В моей родине это весьма любимый напиток. В малых количествах он благотворно действует на желудок и на голову.
— В таком случае его следует пить всем, — не выдержал Робер. — Наши головы нужно лечить, и немедленно.
— Не могу не согласиться, — медленно произнес барон. — Должен вам заметить, Эпинэ, вы не могли выбрать худшего времени, чтобы вернуться.
— Не вы первый мне об этом говорите, — усмехнулся Робер, поднимая стакан.
— Я должен увозить вас из Эпинэ как можно быстрее, — сообщил барон, умело разрезая оленину. — Глупость, благородство и золото способны творить чудеса даже по отдельности, но когда они объединяются, мир оказывается на краю.

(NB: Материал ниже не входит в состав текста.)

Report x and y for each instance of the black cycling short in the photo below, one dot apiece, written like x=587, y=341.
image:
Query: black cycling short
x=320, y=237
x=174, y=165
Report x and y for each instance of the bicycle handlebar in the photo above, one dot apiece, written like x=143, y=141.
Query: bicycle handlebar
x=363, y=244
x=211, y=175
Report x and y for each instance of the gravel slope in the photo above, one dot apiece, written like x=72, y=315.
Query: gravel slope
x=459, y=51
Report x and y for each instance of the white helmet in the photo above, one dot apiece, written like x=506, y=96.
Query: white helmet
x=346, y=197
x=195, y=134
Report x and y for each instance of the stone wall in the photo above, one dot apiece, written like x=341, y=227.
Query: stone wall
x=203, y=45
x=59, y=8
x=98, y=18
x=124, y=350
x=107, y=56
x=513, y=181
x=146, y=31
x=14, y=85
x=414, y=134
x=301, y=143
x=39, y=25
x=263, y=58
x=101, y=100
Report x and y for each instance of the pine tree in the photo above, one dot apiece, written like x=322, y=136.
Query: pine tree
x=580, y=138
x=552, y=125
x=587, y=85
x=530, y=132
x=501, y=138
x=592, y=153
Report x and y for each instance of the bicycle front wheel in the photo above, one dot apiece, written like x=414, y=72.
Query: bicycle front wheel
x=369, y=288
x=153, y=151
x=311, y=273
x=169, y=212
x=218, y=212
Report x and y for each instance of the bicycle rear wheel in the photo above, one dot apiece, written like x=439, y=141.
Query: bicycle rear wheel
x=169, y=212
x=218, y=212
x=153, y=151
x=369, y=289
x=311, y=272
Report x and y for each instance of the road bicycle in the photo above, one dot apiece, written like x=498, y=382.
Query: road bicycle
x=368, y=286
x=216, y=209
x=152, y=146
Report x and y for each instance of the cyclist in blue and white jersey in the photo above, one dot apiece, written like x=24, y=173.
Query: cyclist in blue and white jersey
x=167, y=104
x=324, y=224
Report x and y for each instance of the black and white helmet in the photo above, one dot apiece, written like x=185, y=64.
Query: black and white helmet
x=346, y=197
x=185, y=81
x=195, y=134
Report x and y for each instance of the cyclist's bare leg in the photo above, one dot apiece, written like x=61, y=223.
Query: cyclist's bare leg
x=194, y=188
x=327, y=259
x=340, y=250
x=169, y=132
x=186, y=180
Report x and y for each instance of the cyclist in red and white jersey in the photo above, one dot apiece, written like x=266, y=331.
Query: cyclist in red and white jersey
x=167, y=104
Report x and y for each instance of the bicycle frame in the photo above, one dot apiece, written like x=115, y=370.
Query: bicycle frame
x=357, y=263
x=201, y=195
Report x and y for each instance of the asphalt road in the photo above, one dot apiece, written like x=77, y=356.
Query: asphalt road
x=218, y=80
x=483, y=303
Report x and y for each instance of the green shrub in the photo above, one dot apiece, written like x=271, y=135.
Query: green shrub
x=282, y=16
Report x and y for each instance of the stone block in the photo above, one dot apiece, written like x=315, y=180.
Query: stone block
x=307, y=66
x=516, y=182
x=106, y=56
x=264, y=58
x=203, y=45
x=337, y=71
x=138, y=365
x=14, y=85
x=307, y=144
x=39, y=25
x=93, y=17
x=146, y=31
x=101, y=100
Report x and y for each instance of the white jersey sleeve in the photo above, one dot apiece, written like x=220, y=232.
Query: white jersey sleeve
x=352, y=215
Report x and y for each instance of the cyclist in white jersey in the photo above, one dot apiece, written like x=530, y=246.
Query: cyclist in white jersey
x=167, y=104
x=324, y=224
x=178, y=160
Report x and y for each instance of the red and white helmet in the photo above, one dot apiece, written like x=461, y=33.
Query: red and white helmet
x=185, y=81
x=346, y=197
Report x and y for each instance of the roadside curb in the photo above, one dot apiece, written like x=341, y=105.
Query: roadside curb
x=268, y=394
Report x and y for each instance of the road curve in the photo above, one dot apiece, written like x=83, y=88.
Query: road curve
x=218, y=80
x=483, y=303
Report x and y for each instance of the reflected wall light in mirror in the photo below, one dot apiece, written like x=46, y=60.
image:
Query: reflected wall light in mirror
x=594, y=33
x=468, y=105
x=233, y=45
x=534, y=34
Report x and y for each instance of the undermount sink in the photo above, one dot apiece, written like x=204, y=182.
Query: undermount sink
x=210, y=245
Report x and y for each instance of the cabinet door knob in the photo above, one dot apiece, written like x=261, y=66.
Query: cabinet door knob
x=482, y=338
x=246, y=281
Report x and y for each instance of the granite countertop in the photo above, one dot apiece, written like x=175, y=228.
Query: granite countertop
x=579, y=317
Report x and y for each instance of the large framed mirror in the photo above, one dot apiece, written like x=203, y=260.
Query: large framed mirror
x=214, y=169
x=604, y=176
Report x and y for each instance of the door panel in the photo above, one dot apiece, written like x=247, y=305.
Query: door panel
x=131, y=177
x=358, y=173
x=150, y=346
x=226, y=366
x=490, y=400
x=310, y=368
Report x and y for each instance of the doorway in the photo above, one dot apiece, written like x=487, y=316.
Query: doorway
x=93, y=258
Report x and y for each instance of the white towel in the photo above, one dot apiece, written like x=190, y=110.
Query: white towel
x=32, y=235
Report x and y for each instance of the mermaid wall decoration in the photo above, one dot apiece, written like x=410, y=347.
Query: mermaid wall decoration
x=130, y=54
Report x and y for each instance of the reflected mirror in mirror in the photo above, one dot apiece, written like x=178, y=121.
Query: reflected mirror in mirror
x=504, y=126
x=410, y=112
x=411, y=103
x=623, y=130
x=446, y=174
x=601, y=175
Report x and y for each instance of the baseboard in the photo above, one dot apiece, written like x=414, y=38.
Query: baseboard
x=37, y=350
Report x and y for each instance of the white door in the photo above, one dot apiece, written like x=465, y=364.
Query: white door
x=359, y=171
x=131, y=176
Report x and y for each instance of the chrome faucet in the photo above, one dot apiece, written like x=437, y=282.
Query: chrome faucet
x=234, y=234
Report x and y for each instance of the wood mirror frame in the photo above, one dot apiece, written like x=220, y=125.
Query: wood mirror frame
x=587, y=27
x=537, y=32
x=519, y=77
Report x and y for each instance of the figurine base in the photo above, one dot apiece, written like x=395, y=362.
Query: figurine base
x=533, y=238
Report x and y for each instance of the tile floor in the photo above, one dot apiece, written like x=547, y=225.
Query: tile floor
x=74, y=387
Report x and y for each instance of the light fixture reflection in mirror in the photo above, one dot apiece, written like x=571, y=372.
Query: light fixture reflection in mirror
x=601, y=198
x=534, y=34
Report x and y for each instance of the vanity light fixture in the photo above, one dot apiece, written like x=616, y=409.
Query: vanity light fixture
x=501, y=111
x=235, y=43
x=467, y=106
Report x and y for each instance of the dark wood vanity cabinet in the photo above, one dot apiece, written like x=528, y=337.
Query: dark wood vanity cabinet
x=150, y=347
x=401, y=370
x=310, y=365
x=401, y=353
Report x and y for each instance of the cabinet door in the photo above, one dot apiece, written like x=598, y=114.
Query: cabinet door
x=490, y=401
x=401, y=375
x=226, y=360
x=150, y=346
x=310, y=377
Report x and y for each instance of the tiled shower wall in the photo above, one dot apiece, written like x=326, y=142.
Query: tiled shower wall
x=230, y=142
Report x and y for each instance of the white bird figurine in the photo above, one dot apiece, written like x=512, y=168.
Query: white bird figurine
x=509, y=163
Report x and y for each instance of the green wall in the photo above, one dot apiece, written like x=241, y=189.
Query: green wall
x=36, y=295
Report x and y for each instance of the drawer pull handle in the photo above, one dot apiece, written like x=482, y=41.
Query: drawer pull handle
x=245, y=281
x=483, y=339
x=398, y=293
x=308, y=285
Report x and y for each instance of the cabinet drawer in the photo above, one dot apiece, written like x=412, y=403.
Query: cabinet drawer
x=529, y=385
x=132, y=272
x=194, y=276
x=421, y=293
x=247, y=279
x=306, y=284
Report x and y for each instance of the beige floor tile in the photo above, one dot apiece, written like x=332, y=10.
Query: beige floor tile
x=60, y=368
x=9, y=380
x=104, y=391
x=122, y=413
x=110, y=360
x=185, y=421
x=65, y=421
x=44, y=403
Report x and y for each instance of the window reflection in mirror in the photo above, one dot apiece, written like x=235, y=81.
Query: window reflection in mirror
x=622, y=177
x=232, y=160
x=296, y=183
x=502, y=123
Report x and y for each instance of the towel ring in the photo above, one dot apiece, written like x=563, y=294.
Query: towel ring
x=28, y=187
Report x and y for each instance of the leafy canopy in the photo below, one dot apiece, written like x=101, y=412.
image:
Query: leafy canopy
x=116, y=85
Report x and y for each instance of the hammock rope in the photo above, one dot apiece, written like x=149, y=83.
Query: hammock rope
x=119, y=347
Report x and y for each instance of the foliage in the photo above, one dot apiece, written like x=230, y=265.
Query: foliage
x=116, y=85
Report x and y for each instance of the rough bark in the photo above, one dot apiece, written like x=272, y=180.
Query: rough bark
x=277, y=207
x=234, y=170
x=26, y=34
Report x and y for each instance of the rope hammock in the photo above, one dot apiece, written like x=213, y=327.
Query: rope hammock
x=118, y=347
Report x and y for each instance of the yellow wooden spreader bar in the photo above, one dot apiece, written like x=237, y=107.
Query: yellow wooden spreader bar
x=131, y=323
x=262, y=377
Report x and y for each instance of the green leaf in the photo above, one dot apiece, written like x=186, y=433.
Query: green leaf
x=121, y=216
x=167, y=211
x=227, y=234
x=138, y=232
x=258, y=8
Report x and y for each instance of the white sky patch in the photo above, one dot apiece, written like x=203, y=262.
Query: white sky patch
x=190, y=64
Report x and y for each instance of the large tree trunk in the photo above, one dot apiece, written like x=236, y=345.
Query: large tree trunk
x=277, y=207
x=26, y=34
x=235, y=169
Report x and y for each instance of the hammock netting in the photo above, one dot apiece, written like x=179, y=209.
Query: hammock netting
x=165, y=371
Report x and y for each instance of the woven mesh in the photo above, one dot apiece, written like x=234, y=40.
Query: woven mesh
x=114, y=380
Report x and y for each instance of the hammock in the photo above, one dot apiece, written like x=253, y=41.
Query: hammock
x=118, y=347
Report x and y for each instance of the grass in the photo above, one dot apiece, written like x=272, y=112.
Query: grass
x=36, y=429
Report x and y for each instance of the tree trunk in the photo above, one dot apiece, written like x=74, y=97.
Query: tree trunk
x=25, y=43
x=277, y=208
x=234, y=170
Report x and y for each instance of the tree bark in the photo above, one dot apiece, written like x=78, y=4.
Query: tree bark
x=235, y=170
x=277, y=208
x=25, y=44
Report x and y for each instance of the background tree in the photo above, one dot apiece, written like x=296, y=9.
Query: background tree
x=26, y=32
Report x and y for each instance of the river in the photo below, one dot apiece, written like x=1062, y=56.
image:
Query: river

— Я не совсем вас понимаю.
— Готов пояснить. Глупость Манриков, благородство таких, как вы, и гайифское золото могут породить зверя, который пожрет многих и многих, хотя вы, без сомнения, не разделяете моего мнения.
«Без сомнения»… Это Райнштайнеры живут без сомнений. Ненависть бергеров к Гаунау и Дриксен — залог их верности Олларам. Альдо тоже не сомневается, и дед не сомневался, а Эгмонт? Он сделал, что от него требовали, но ни веры в победу, ни уверенности в своей правоте у бедняги не было. А Эгмонт не жил в Агарисе и не воевал в Сагранне…
— Я понимаю, что вы не имеете особого желания говорить, — Ойген Райнштайнер отхлебнул своей настойки, — тогда буду говорить я. Я хочу, чтобы вы понимали мою позицию.
Бергер уставился на Робера, и тот устало кивнул. Пусть говорит, о чем хочет.
— Я видел прошлой зимой генерала Вейзеля, он состоит в родстве с моей матерью, урожденной фок Ротшпейер. Господин генерал любезно рассказал мне о кагетской военной кампании. Это было произведение искусства.
С точки зрения Райнштайнера, безусловно, но Робер никогда не забудет заляпанную грязью глыбу и торчащие из-под нее женские ноги, лохмотья и цепь. «Шил, шил шила, киска крыску задушила…»
— Я преклоняюсь перед военным гением маршала Алвы, — сообщил барон Райнштайнер, — но я не доверяю тому, что он говорит. Рокэ Алва обманывает всех. И тех, кто ищет в нем все известные церкви грехи и пороки, и тех, кто на него молится. Первый маршал Талига совершенно вменяем и ничего не делает зря. Он отпустил вас, вызвав тем самым цепь событий. Одно из них — ваше возвращение в неблагонадежную провинцию.
— Вы можете мне не верить, барон, но я не сторонник восстания.
— Отчего же, — какие у Ойгена холодные глаза, еще холодней, чем у Придда. — Я готов поверить, что вы не имеете дурных намерений, но ваше присутствие в Эпинэ весьма нежелательно. Более того, хотите вы или нет, вы подталкиваете противников его величества к действиям.
Барон прав, он заложник покойного деда, потому его и выманили в Талиг.